Mülayimi başımızdan savdıktan sonra, kafede biraz daha takıldık.
‘’ Bu kadar sürtüğümüz yeter otele dönelim.’’
Ben odama girerken, Rezzan’ın üst kata, tırmandığını gördüm. Nereye gidiyorsun diye sordum.
‘’ benim kuşun hatırını soracağım.

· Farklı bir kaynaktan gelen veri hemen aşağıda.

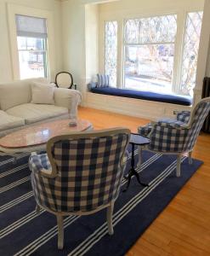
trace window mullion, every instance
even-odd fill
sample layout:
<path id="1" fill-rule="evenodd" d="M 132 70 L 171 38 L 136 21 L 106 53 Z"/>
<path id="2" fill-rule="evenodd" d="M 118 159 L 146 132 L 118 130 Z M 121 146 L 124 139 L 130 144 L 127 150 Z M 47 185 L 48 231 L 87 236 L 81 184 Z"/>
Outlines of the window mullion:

Bakalım ne yapıyor?’’
Kızın kapısını çalıncaya kadar bekledim sonrada içeri girdim.
‘’ Kim o?’’
‘’ Ben geldim tatlım hayranın.’’
Kapı açıldı Hayal kenara çekilerek, Rezzan’a yol verdi. Kadın içeri girerek kraliçe edasıyla üçlü koltuğa kuruldu.
‘’ Tatlım yanıma gel?’’
Robot gibi gidip kadının yanına oturdu.
Rezzan,
‘’ Biliyorum çok ürkeksin ama inan sende zevk alacaksın.’’
‘’ Bilmem daha önce hiç başıma gelmedi.’’

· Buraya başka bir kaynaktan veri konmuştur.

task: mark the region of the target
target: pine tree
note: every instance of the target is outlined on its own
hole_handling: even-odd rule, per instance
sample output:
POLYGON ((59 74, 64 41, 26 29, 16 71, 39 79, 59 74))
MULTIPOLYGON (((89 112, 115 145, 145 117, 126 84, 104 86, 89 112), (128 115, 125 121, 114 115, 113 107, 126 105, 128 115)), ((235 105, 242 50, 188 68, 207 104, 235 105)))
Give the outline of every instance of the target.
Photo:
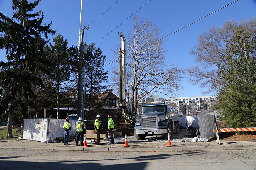
POLYGON ((0 112, 8 115, 7 138, 12 137, 14 113, 25 114, 28 107, 33 106, 32 85, 42 85, 36 74, 46 70, 43 56, 45 39, 47 34, 56 33, 50 29, 51 23, 41 25, 41 11, 30 13, 39 2, 13 0, 12 9, 16 11, 12 18, 0 12, 0 49, 6 50, 8 61, 0 63, 0 112))
POLYGON ((218 76, 227 88, 220 90, 217 108, 230 127, 256 126, 256 37, 238 28, 221 56, 218 76))
POLYGON ((106 103, 106 96, 103 94, 111 90, 109 86, 102 85, 108 80, 108 71, 104 71, 103 68, 106 56, 102 55, 100 48, 96 48, 92 43, 84 57, 85 107, 89 110, 92 108, 100 110, 100 106, 106 103))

Elini tişörtünüm içine sokarak Hayal’in memelerini avuçladı ve oynamaya başladı. Hayal, karışık düşünceler içinde, ben deliriyorum galiba diye aklından geçiriyordu. Kadın acele etmeden tişörtünü çıkarınca belden yukarı çıplak kaldı. Rezzan hiç vakit kaybetmeden Hayal’in üzerine abandı. Hayal bütün direncini toplayarak Rezzan’ı üzerinden itmeye çalıştı. Ama kadın kene gibi yapışmıştı.

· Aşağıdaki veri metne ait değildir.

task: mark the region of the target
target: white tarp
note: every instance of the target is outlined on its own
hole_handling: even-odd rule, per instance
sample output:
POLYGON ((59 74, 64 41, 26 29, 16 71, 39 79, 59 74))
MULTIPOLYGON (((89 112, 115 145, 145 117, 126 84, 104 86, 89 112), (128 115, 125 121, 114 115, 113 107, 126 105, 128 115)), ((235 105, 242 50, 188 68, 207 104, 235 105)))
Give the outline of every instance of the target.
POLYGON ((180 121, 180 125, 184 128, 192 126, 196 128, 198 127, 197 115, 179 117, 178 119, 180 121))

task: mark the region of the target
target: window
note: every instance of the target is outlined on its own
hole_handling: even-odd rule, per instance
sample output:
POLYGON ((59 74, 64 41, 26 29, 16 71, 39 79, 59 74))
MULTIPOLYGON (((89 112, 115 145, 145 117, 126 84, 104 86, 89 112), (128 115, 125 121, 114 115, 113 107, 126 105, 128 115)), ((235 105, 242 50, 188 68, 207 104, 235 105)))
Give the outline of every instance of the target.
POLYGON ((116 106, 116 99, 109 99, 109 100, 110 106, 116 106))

‘’ Lütfen bu günlük bu kadar yeter. Başka gün devam ederiz.’’
‘’ Tamam, bırakacağım ama müsaade et dudaklarının tadına bakayım.’’ Daha sözünü bitirmeden Hayal’e sarılarak dudaklarından öpmeye başladı. İstemeden de olsa Hayal’in üzerinden kalkarak,
‘’ Nasıl istersen hayatım’’ diye kapıya doğru yürümeye başladı. Kadın çıkıp gitmişti ama Hayal yaşadığı şoku hala üzerinden atamamıştı. ‘’ Allah’ım bana akıl fikir ver böyle bir şeye nasıl izin verdim.’’ Bütün gece uykusunda Rezzan’la uğraşıp durdu. Sabah kalkınca aynaya baktığında gözlerinin uykusuzluktan kan çanağına döndüğünü gördü.
YORUMLAR
Henüz yorum yapılmamış.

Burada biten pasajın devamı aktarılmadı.